“Invece di lamentarsi del politicamente corretto, bisogna essere intelligentemente scorretti”. Parola di Checco Zalone. Il comico barese torna al cinema con Buen Camino (in sala dal 25 dicembre) e non risparmia alcuna categoria sociale e politica pur di strappare una risata: i non vedenti, gli handicappati, gli obesi, i vecchi, gli ebrei e i palestinesi. Nel cammino verso Santiago di Compostela, dove il protagonista ultramiliardario Checco cerca di recuperare sua figlia Cristal (Letizia Arnò) in fuga, e riattivare un rapporto con lei, Zalone spara una raffica di battute che fanno tremare anche i fan più sfegatati. Come quando tra le file di letti a castello di un miserabile ostello spagnolo Checco prima cita Schindler’s List, poi si accerta che dalle docce del bagno non esca del gas ma acqua per lavarsi.

Risa e gelo, per molti, quasi in contemporanea. “Nelle commedie italiane la differenza la fanno i finali”, spiega il regista di Buen Camino Gennaro Nunziante, deus ex machina dello zalonismo tutto, tornato alla regia dei film di Checco dopo la parentesi autonoma del comico barese con Tolo Tolo. “Se nel finale il protagonista prende coscienza di sé, tutte quelle battute che sentite nel film che facevano parte di un uomo ricco e cretino che non sa che i continenti sono cinque, che Città del Messico è la capitale del Messico, incontrano la rigenerazione.

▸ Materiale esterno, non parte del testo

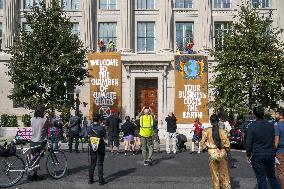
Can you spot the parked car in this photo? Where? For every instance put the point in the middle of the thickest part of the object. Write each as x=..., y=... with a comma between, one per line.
x=238, y=134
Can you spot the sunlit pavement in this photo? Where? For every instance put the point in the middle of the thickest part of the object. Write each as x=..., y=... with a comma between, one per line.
x=168, y=171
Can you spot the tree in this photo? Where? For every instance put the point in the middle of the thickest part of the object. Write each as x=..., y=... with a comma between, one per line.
x=48, y=61
x=250, y=65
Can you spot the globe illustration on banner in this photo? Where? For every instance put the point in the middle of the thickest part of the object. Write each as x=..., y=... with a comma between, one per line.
x=191, y=68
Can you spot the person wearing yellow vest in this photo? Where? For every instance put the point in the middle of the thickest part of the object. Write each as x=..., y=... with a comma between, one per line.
x=146, y=133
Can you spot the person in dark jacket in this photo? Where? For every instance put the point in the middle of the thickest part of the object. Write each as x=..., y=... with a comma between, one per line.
x=260, y=150
x=171, y=132
x=128, y=131
x=113, y=122
x=74, y=130
x=97, y=149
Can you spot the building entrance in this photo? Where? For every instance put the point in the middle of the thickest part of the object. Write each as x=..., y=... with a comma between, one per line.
x=146, y=95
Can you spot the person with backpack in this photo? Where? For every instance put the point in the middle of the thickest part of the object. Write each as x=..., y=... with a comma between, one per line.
x=128, y=132
x=96, y=133
x=146, y=133
x=171, y=133
x=197, y=135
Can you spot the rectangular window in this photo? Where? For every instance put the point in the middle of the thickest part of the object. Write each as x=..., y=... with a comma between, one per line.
x=30, y=3
x=71, y=4
x=222, y=4
x=183, y=4
x=260, y=3
x=108, y=4
x=76, y=28
x=1, y=4
x=146, y=37
x=145, y=4
x=107, y=33
x=27, y=27
x=184, y=35
x=220, y=28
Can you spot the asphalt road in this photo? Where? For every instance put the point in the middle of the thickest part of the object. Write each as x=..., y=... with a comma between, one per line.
x=167, y=172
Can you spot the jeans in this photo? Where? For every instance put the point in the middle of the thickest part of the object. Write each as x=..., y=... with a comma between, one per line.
x=147, y=148
x=72, y=136
x=264, y=167
x=97, y=157
x=171, y=138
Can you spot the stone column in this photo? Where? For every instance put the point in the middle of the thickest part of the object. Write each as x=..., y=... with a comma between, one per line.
x=204, y=26
x=10, y=22
x=166, y=25
x=89, y=8
x=126, y=21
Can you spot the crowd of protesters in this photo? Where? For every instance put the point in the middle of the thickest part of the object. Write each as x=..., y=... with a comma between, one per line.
x=264, y=141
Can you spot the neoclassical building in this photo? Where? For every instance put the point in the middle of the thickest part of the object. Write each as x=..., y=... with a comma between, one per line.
x=147, y=32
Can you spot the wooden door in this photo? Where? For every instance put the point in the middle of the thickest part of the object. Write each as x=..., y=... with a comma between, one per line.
x=146, y=94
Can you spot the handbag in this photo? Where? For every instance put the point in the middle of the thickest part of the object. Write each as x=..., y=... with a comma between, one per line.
x=217, y=154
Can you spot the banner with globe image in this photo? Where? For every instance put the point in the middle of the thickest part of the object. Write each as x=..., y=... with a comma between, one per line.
x=191, y=88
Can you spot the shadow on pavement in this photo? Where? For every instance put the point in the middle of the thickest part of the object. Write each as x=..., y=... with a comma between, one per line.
x=235, y=184
x=119, y=174
x=164, y=157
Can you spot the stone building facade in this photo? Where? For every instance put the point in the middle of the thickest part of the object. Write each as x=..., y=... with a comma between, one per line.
x=145, y=31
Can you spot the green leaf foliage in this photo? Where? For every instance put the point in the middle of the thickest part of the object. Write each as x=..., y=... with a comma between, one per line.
x=47, y=61
x=250, y=65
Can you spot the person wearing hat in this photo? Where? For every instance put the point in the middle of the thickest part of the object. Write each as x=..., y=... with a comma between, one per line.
x=113, y=122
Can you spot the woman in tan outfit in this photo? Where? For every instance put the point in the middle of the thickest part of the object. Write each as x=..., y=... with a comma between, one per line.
x=217, y=143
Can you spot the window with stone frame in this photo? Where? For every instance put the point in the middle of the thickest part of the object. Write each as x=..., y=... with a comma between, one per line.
x=75, y=28
x=26, y=27
x=184, y=34
x=146, y=37
x=221, y=28
x=108, y=34
x=108, y=4
x=183, y=4
x=261, y=3
x=222, y=4
x=71, y=4
x=1, y=4
x=30, y=3
x=145, y=4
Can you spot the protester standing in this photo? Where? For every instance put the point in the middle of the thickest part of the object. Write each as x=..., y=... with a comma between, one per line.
x=279, y=144
x=74, y=130
x=216, y=141
x=171, y=133
x=128, y=132
x=96, y=134
x=137, y=142
x=224, y=124
x=40, y=125
x=113, y=122
x=260, y=149
x=146, y=133
x=197, y=135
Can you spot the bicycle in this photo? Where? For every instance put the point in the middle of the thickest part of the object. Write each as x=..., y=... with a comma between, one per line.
x=13, y=168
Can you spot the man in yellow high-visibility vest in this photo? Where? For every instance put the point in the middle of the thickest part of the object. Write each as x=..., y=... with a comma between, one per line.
x=146, y=133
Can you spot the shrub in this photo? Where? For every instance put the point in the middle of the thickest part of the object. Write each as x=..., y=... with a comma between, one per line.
x=26, y=119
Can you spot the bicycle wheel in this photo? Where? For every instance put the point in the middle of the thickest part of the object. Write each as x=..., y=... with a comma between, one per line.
x=11, y=170
x=56, y=164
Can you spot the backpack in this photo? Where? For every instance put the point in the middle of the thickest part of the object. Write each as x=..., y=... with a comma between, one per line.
x=8, y=150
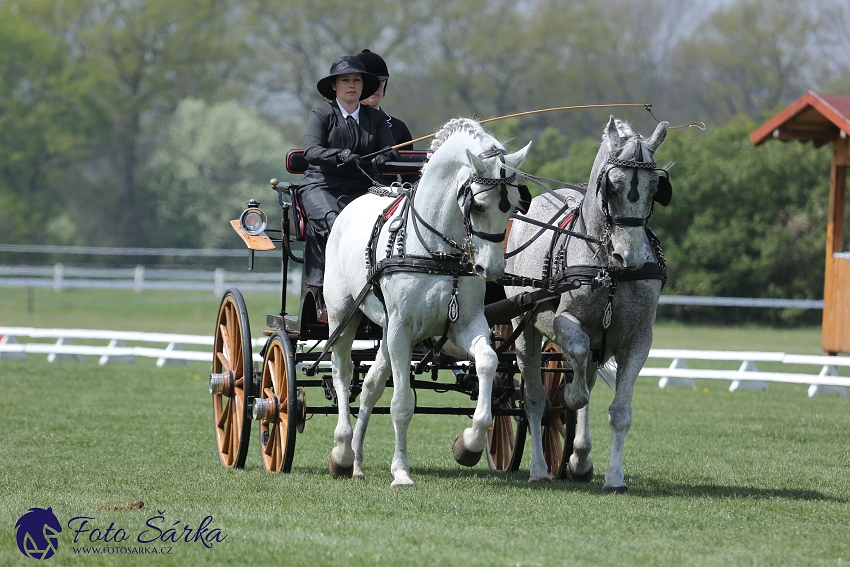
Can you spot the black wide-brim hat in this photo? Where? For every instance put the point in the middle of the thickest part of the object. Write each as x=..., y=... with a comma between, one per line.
x=342, y=66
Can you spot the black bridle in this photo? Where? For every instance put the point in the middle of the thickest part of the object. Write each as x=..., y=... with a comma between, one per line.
x=465, y=191
x=633, y=195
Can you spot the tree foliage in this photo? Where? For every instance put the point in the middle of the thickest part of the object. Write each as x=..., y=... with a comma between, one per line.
x=210, y=160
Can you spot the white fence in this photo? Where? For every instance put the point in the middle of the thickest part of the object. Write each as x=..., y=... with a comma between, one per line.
x=140, y=278
x=748, y=376
x=678, y=373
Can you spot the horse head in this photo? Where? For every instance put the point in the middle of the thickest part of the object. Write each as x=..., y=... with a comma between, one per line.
x=626, y=181
x=487, y=196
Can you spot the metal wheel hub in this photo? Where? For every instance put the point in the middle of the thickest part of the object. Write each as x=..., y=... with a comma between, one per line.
x=223, y=383
x=267, y=409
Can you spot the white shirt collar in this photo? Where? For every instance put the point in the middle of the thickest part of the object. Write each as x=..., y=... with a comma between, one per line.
x=345, y=113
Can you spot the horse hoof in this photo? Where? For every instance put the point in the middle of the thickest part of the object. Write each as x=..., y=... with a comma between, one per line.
x=338, y=471
x=586, y=477
x=463, y=455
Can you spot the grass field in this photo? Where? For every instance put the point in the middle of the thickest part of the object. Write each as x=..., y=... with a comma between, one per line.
x=750, y=478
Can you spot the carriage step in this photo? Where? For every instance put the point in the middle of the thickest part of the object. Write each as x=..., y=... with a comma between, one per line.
x=222, y=383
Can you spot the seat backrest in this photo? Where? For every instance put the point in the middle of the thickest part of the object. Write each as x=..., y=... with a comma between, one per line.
x=298, y=222
x=410, y=163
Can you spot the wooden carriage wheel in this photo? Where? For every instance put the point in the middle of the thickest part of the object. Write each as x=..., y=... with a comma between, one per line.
x=279, y=406
x=506, y=439
x=231, y=380
x=558, y=426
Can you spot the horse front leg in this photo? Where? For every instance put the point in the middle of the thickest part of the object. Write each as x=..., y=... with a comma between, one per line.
x=341, y=459
x=580, y=467
x=475, y=339
x=400, y=350
x=629, y=363
x=373, y=388
x=528, y=349
x=568, y=334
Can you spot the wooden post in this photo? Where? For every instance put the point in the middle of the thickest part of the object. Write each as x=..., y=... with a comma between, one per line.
x=836, y=293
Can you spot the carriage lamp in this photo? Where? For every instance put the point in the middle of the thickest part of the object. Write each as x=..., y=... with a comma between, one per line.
x=253, y=219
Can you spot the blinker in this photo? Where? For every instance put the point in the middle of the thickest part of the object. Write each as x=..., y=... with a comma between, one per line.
x=664, y=194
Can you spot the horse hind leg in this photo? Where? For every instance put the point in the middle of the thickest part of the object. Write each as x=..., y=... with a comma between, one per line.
x=576, y=343
x=528, y=348
x=373, y=388
x=580, y=467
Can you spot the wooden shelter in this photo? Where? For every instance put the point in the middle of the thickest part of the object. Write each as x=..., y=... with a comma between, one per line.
x=820, y=119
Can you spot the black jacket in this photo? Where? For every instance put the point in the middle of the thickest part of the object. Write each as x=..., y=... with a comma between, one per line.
x=327, y=135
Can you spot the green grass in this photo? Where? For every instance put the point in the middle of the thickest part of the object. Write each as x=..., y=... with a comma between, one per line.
x=190, y=312
x=716, y=479
x=750, y=478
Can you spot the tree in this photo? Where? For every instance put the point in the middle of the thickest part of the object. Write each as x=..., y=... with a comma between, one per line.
x=145, y=55
x=750, y=58
x=209, y=161
x=42, y=115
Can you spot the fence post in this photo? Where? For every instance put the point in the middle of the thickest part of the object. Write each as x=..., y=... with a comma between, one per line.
x=748, y=366
x=58, y=269
x=139, y=279
x=218, y=286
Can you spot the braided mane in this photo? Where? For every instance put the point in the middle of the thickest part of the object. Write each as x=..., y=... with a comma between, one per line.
x=468, y=125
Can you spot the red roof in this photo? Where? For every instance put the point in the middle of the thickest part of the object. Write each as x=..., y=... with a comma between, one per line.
x=819, y=118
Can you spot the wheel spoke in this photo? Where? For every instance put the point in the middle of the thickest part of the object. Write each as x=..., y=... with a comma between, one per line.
x=227, y=440
x=225, y=413
x=225, y=339
x=273, y=433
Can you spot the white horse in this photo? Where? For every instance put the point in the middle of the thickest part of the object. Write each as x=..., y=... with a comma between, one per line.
x=624, y=183
x=461, y=207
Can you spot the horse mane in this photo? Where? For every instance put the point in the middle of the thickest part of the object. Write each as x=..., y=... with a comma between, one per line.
x=468, y=125
x=634, y=145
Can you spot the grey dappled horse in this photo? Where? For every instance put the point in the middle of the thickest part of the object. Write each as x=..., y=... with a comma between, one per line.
x=619, y=199
x=459, y=199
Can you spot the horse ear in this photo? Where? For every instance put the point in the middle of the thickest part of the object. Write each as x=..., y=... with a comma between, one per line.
x=476, y=162
x=516, y=159
x=606, y=184
x=613, y=135
x=658, y=136
x=524, y=199
x=664, y=194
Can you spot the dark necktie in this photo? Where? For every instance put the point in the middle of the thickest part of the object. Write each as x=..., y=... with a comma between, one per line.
x=354, y=131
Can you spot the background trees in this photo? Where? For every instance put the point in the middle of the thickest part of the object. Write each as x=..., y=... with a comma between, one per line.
x=121, y=120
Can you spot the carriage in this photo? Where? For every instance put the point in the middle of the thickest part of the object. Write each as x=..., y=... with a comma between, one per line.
x=273, y=393
x=600, y=240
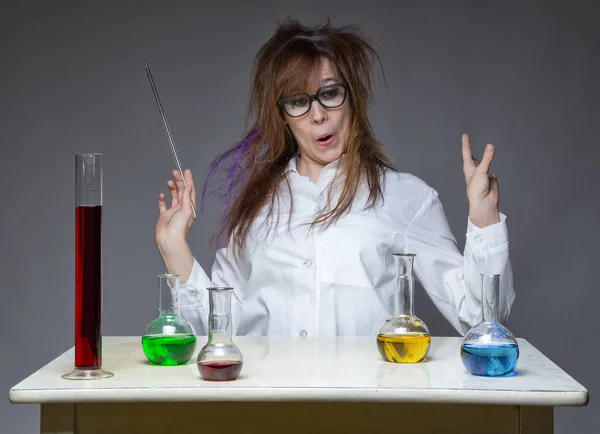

I nostri film raccontano sempre l’uomo nella sua miseria, nella sua follia e lo aiutiamo a crescere. Questo è l’elemento fondamentale”. Zalone, durante l’incontro stampa, non aggiunge un fiato. Lascia che le battute su Gaza – un gioco di parole sul nuovo compagno arabo della ex moglie – su una signora in sedia a rotelle – l’elenco di vari luoghi di pellegrinaggio miracolosi – viste nel film si sedimentino in una sequela rapidissima di sketch, tutta giocata di contrasti estremi e paradossali.